During her time with the magazine, Hopkins also wrote several serialized novels, including Of One Blood, which was revealed over the course of 1902 and 1903.

In it, the protagonist discovers a hidden African civilization referred to as Telassar that has retreated from the world and so was capable of escape the ravages of colonialism and the trans-Atlantic slave commerce. The protagonist discovers that he’s the inheritor to Telassar and ought to be part of forces with Queen Candace to convey the nation out of hiding and take its place on the planet. Hopkins ceaselessly describes the good great thing about all the ladies within the novel when it comes to their likeness to the classical deity Venus.

In each the editorial and the novel, Hopkins questions the very concept that the classical custom could be deemed “white” or “European.” She calls on her readers to contemplate whether or not these aesthetics and magnificence beliefs had been, in reality, rooted in African traditions, solely to be corrupted and co-opted by white supremacists.

Different artists have adopted Hopkins’s lead. Toni Morrison’s fiction has reworked tales from the classical custom, together with Euripedes’s Medea and Ovid’s Metamorphoses. In Morrison’s novel Tar Baby, the protagonist is a mannequin who’s depicted because the “Copper Venus” in {a magazine} unfold.

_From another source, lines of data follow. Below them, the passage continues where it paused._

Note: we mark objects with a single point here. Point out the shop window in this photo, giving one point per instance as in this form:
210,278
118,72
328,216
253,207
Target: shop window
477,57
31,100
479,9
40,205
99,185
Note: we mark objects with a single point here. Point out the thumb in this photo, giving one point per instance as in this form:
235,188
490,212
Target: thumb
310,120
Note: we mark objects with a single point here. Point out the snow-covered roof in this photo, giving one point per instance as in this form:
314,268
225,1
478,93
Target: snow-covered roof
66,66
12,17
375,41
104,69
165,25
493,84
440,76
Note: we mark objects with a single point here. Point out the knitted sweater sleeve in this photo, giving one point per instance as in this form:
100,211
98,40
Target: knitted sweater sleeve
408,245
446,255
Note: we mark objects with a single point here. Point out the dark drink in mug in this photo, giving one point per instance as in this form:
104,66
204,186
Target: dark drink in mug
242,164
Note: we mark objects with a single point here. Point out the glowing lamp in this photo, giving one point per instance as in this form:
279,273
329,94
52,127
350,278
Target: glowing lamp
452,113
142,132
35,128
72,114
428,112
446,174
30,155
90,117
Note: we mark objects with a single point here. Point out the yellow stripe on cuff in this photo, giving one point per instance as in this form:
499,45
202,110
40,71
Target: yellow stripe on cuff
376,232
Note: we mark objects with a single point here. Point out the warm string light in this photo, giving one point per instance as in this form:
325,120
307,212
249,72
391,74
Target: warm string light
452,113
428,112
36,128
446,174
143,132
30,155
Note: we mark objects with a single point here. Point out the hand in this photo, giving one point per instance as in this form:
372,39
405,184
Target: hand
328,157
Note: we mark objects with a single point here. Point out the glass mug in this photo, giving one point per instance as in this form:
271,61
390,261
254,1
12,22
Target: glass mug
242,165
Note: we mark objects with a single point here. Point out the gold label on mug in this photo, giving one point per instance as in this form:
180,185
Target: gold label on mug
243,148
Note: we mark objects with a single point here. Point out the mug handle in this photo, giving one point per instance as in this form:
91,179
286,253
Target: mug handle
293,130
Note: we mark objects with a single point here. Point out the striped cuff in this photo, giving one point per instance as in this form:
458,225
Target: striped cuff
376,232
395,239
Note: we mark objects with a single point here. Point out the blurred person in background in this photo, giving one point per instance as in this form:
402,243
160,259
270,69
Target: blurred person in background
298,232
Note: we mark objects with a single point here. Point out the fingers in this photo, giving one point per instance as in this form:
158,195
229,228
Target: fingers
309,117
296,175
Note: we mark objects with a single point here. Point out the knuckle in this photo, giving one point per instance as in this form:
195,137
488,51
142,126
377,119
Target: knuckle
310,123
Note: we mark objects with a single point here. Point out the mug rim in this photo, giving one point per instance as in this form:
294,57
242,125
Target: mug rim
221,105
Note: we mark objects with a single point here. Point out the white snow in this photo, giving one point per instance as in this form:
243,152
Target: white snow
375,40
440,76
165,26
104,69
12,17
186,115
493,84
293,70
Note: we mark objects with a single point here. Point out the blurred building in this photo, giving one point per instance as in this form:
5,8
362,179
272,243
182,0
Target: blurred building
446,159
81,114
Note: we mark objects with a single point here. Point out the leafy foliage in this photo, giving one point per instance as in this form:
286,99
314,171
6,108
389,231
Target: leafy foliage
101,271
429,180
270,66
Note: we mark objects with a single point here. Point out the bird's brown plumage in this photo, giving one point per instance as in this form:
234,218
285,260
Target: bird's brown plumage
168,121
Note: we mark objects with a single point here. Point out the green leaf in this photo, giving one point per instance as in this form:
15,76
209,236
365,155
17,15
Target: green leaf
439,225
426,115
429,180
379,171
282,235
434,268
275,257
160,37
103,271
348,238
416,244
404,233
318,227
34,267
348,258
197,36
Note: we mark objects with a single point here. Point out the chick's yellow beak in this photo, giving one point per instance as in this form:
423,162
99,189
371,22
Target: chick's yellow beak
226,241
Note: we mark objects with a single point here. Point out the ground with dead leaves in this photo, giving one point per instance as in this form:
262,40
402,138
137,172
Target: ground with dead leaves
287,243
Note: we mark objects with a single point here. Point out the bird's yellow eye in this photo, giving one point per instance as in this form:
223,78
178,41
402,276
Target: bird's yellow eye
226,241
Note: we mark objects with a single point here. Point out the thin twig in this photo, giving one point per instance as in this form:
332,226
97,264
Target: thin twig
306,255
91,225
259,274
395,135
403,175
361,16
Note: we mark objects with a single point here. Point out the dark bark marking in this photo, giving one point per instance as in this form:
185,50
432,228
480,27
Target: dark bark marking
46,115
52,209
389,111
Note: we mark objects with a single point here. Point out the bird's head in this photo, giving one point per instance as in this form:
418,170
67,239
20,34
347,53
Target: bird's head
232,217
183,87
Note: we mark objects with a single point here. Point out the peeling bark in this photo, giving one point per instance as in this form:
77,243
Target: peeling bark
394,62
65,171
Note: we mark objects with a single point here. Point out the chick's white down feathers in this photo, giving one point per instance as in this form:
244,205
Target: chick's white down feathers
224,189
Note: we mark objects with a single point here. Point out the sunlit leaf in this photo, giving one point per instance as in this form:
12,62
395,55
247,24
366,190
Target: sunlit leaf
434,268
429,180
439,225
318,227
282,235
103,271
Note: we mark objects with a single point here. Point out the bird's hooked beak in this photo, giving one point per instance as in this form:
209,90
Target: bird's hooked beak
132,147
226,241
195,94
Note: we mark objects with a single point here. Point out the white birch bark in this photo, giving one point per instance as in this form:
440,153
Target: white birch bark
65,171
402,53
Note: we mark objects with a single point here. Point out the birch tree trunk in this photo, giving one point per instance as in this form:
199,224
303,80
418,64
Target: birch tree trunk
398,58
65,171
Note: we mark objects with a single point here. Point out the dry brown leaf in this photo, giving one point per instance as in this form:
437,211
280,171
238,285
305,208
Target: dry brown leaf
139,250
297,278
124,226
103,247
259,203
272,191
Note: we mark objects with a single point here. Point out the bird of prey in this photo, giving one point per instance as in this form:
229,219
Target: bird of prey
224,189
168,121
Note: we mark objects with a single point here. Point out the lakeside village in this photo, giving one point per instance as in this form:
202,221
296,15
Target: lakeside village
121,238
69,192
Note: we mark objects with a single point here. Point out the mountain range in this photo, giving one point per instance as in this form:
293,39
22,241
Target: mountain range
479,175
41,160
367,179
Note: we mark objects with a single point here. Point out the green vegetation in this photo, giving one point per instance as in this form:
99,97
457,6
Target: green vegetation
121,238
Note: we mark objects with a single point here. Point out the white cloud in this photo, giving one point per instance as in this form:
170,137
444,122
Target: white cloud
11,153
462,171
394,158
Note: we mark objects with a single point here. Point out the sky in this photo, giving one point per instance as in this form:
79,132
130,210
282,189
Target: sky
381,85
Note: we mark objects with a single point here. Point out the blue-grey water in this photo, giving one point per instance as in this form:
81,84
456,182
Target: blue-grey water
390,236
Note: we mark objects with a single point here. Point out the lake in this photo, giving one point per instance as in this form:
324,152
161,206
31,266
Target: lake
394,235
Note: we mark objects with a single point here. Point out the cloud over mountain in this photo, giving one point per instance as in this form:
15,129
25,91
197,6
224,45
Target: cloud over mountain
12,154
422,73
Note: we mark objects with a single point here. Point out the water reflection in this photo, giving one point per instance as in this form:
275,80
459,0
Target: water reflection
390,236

Extra lately, Beyoncé announced the birth of her twins, Rumi and Sir, by adapting Botticelli’s 1480 portray Start of Venus. In the meantime, artist 3rdeyechakra has inserted Black feminine artists, equivalent to Beyoncé, Megan Thee Stallion, and Lizzo, into work of classical deities like Venus and Aphrodite.

[Photo: Lizzo Music]

An previous custom with a brand new twist

Which takes me to Lizzo’s joyful and gleeful reclamation of the classical custom in her new music video with Cardi B.


In a track that focuses closely on feminine empowerment and physique positivity, Lizzo and Cardi B deploy the visible imagery, trend, artwork, and structure of the classical period whereas additionally populating it with individuals and our bodies which have so lengthy been excluded.

Lizzo and her dancers carry out their choreography atop classical columns, positioning themselves because the muses—an allusion, maybe, to the Black muses in Disney’s animated movie Hercules.

The our bodies of the statues in Lizzo’s video are not the chiseled physiques you’re accustomed to seeing in museums, whereas the assorted Grecian-style vases are painted with photos of girls in bondage gear, acting on poles, and twerking. Lizzo and Cardi B additionally carry out in entrance of statues that are intentionally centered on the buttocks. It’s an allusion not simply to classical statues just like the Venus Callipyge—which interprets to “Venus of the gorgeous buttocks”—but in addition a playful dig at a tradition that historically has hypersexualized the bodies of Black women.

I’d by no means recommend studying the feedback part of any YouTube video. However with “Rumors” you don’t should scroll for very lengthy earlier than coming throughout a heated debate round “cultural appropriation” within the music video. Some say that it’s Greek and Roman artwork that’s being pilfered and sullied.

However to me, it’s simply one other instance of Black girls attempting to stake their very own declare to the sweetness, pleasure, and energy of this custom.

When Lizzo and Cardi B contact their acrylics in a gesture harking back to Michaelangelo’s well-known Creation of Adam portray on the ceiling of the Sistine Chapel, they’re transfigured right into a Grecian vase in a flash of lightning.

Similar to that, the centrality of Black girls to the classical custom is now not only a rumor. It’s true.

Grace B. McGowan is a PhD candidate in American research at Boston University.